Zivile Seenotrettung ist kein Verbrechen!

Seit Anfang 2015 haben Sea-Watch e.V. und viele weitere zivile Seenotrettungsorganisationen tausende Menschenleben auf dem Mittelmeer gerettet. Und die akute Not ist noch lange nicht überstanden. Seit 2015 werden immer mehr Geflüchtete auf dem Meer gerettet. Die europäische Grenzschutzagentur Frontex und die italienische Küstenwache führen weniger Rettungsaktionen durch, aber die Anzahl ziviler Rettungsmissionen ist von damals einer auf aktuell neun gestiegen.

Während sich die EU zurück gezogen hat, rettendie zivilen Seenotrettungsorganisationen über ihre Kapazitäten hinaus Menschenleben – und werden dafür massiv kritisiert, diffamiert und inzwischen auch blockiert.
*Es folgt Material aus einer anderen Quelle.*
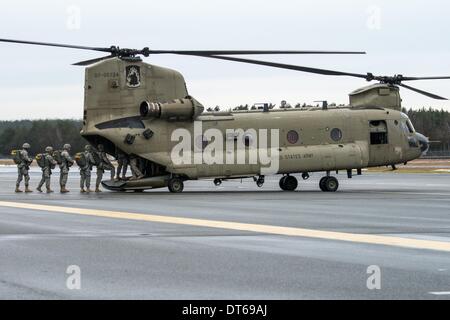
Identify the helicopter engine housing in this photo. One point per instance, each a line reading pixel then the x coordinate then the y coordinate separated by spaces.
pixel 178 109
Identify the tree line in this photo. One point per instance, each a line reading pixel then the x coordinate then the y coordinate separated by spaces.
pixel 433 123
pixel 39 134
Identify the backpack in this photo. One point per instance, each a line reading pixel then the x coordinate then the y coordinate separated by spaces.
pixel 16 156
pixel 96 157
pixel 80 159
pixel 57 156
pixel 40 159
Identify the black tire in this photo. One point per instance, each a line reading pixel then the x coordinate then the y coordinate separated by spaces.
pixel 290 183
pixel 331 184
pixel 322 183
pixel 281 183
pixel 175 185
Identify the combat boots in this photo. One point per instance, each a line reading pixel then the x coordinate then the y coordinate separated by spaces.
pixel 64 190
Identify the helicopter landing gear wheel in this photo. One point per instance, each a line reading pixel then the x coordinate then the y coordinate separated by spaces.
pixel 175 185
pixel 328 184
pixel 259 181
pixel 282 182
pixel 288 183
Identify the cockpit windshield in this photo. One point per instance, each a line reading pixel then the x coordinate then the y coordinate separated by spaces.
pixel 406 124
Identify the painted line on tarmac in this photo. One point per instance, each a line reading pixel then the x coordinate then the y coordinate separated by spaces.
pixel 440 293
pixel 258 228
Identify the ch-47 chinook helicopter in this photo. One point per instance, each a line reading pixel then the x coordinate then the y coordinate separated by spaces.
pixel 136 107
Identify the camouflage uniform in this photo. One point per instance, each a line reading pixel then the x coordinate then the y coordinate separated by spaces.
pixel 66 163
pixel 85 172
pixel 50 164
pixel 122 161
pixel 104 164
pixel 23 168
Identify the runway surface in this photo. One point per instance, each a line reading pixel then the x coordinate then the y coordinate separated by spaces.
pixel 236 241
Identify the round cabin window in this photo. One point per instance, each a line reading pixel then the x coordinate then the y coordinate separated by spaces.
pixel 336 134
pixel 248 140
pixel 201 142
pixel 292 137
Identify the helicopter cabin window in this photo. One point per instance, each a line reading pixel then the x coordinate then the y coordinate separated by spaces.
pixel 378 132
pixel 129 122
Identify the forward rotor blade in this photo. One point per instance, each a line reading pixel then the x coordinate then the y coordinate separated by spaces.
pixel 424 78
pixel 245 52
pixel 92 61
pixel 428 94
pixel 290 67
pixel 48 44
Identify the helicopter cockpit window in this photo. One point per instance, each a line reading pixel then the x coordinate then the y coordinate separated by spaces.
pixel 410 126
pixel 129 122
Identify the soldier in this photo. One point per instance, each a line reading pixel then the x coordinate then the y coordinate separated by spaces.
pixel 49 164
pixel 137 174
pixel 104 164
pixel 85 171
pixel 66 163
pixel 23 168
pixel 123 161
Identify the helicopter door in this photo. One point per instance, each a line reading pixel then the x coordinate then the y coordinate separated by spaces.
pixel 379 142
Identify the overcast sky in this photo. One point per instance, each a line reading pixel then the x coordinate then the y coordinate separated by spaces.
pixel 405 37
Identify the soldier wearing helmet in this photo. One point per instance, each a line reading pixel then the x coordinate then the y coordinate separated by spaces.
pixel 23 167
pixel 85 171
pixel 50 164
pixel 66 163
pixel 104 164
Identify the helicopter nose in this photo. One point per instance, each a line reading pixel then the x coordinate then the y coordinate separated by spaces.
pixel 424 143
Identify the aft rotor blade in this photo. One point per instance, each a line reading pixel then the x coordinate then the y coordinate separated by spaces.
pixel 48 44
pixel 291 67
pixel 92 61
pixel 428 94
pixel 248 52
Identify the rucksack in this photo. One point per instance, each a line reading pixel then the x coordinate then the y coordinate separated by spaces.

Vorwürfe, dass Schlepper die Boote nur aufs Meer schicken würden, weil sie wüssten, dass auf dem Mittelmeer Rettungsorganisationen warten, sind schlichtweg absurd. Auch Mitarbeitende von Sea-Watch betonen, dass hier die Realität verdreht wird. Auf dem Mittelmeer sind Menschen gestorben und daraufhin haben sich zivile Initiativen gegründet, um etwas dagegen zu unternehmen.

Die Küstenwache Italiens und die Militäroperationen konzentrieren sich unterdessen vermehrt darauf flüchtende Menschen abzuwehren. Die EU-Militäroperation „Sophia“ wurde bis Ende 2018 verlängert und geht inzwischen über das eigentliche Ziel der Schlepperbekämpfung hinaus: das zentrale Projekt ist das Trainieren der sogenannten libyschen Küstenwache, die aktiv die Rettungseinsätze der zivilen Seenotrettungsorganisationen behinderte.

Die europäische Politik setzt auf Abschottung und Internationales Recht wird ausgehöhlt. Zivile Rettungsorganisationen halten sich an an das Völkerrecht: Das internationale Seerecht besagt, dass Menschen in Seenot gerettet und in den nächsten sicheren Hafen gebracht werden, wo sie versorgt werden. Die Genfer Flüchtlingskonvention besagt, dass Menschen nicht dorthin zurückgebracht werden dürfen, wo ihnen Lebensgefahr droht, wie z.B. nach Libyen, wo es keine funktionierende Regierung gibt und eine Versorgung der Menschen  nicht gewährleistet ist. Geflüchtete werden in Lagern eingesperrt und es gibt Berichte über Folter und Missbrauch.

Aktuelle Informationen zur Situation auf dem Mittelmeer finden Sie unter anderem hier:

Sea Watch

Watch The Med – Alarm Phone

Pro Asyl


Mit der SEEBRÜCKE-Großdemonstration am 2. September 2018 haben wir in Hamburg und vielen weiteren Städten ein gemeinsames Zeichen gesetzt gegen die Politik der Angst und der Abschottung, wie sie von vielen europäischen Regierungen betrieben wird. Die Demonstration wurde getragen von aktiven Menschen, von Bündnissen und Organisationen aus verschiedenen Bereichen der Zivilgesellschaft und der antirassistischen Bewegung. Bei aller Unterschiedlichkeit sind wir uns einig in drei zentralen Punkten:

1. Das Ertrinkenlassen von Menschen ist falsch und muss aufhören.
2. Seenotrettung ist eine humanitäre Pflicht und kein Verbrechen.
3. Es muss sichere Fluchtwege nach Europa geben.

Wir wollen, dass sich die Hansestadt Hamburg zu diesen Zielen bekennt und entsprechend handelt. Unsere Stadt soll zum SICHEREN HAFEN werden, in dem Gerettete und Geflüchtete Aufnahme finden und in Sicherheit leben können.